0G achieves a leap from "minute-level" to "second-level" retrieval through the combination of erasure coding and high-bandwidth DA channels. This "hot storage" capability offers performance comparable to centralized cloud services.

This leap in storage performance provides a solid decentralized foundation for supporting models with hundreds of billions of parameters.

Chapter 6 AI Native Support—Decentralized Foundation for Models with Hundreds of Billions of Parameters

1. AI Alignment Nodes: Guardians of AI Workflows

AI Alignment Nodes are responsible for monitoring the collaboration between storage nodes and service nodes.

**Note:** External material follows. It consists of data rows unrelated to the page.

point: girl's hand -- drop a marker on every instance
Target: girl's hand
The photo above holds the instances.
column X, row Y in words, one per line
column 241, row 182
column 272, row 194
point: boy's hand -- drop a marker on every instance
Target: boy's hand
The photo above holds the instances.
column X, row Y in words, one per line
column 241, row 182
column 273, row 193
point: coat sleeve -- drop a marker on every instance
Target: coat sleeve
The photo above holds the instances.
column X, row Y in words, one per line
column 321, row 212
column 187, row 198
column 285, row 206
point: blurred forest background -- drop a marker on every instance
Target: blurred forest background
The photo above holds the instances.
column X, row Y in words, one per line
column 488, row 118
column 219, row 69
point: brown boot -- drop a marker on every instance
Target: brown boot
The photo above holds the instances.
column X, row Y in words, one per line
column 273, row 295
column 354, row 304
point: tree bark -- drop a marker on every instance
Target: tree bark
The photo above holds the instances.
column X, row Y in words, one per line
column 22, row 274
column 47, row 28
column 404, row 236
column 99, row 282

By verifying the authenticity of training tasks, they ensure that AI models operate within the preset logic.

2. Supporting Large-scale Parallel I/O

Handling models with hundreds of billions of parameters (such as Llama 3 or DeepSeek-V3) requires extremely high parallel I/O. 0G allows thousands of nodes to simultaneously process large-scale dataset reads through data slicing and multi-consensus sharding technology.

3. Checkpoints and High-bandwidth DA Collaboration

• Fault recovery: 0G can quickly persist checkpoint files at the hundred GB level.

• Seamless recovery: Thanks to the 50 Gbps throughput limit, new nodes can instantly synchronize the latest checkpoint snapshots from the DA layer, addressing the pain point of maintaining long-term decentralized large model training.

Beyond the technical details, we must broaden our vision to the entire industry and see how 0G is sweeping the existing market.

Chapter 7 Competitive Landscape—0G's Dimensional Overwhelm and Differentiated Advantages

7.1 Horizontal Evaluation of Mainstream DA Solutions

7.2 Core Competitiveness: Programmable DA and Vertically Integrated Storage

• Eliminating transmission bottlenecks: Native integration of the storage layer allows AI nodes to directly retrieve historical data from the DA layer.

• Leap in throughput to 50Gbps: Several orders of magnitude faster than competitors, supporting real-time inference.

• Programmability: Allows developers to customize data allocation strategies and dynamically adjust data redundancy.

This dimensional overwhelm heralds the rise of a vast economy, with token economics serving as the fuel driving this system.

Chapter 8 2026 Ecological Outlook and Token Economics

With the stable operation of the mainnet in 2025, 2026 will be a critical node for the explosion of the 0G ecosystem.

8.1 $0G Token: Multi-dimensional Value Capture Pathways

• Resource payment (Work Token): The only medium for accessing high-performance DA and storage space.

• Security staking: Validators and storage providers must stake $0G to provide network revenue dividends.

• Priority allocation: During busy periods, the amount of tokens held determines the priority of computational tasks.

8.2 2026 Ecological Incentives and Challenges

0G plans to launch the "Gravity Foundation 2026" special fund, focusing on supporting DeAI inference frameworks and data crowdfunding platforms. Despite its technological leadership, 0G still faces challenges such as high hardware thresholds for nodes, ecological cold starts, and compliance issues.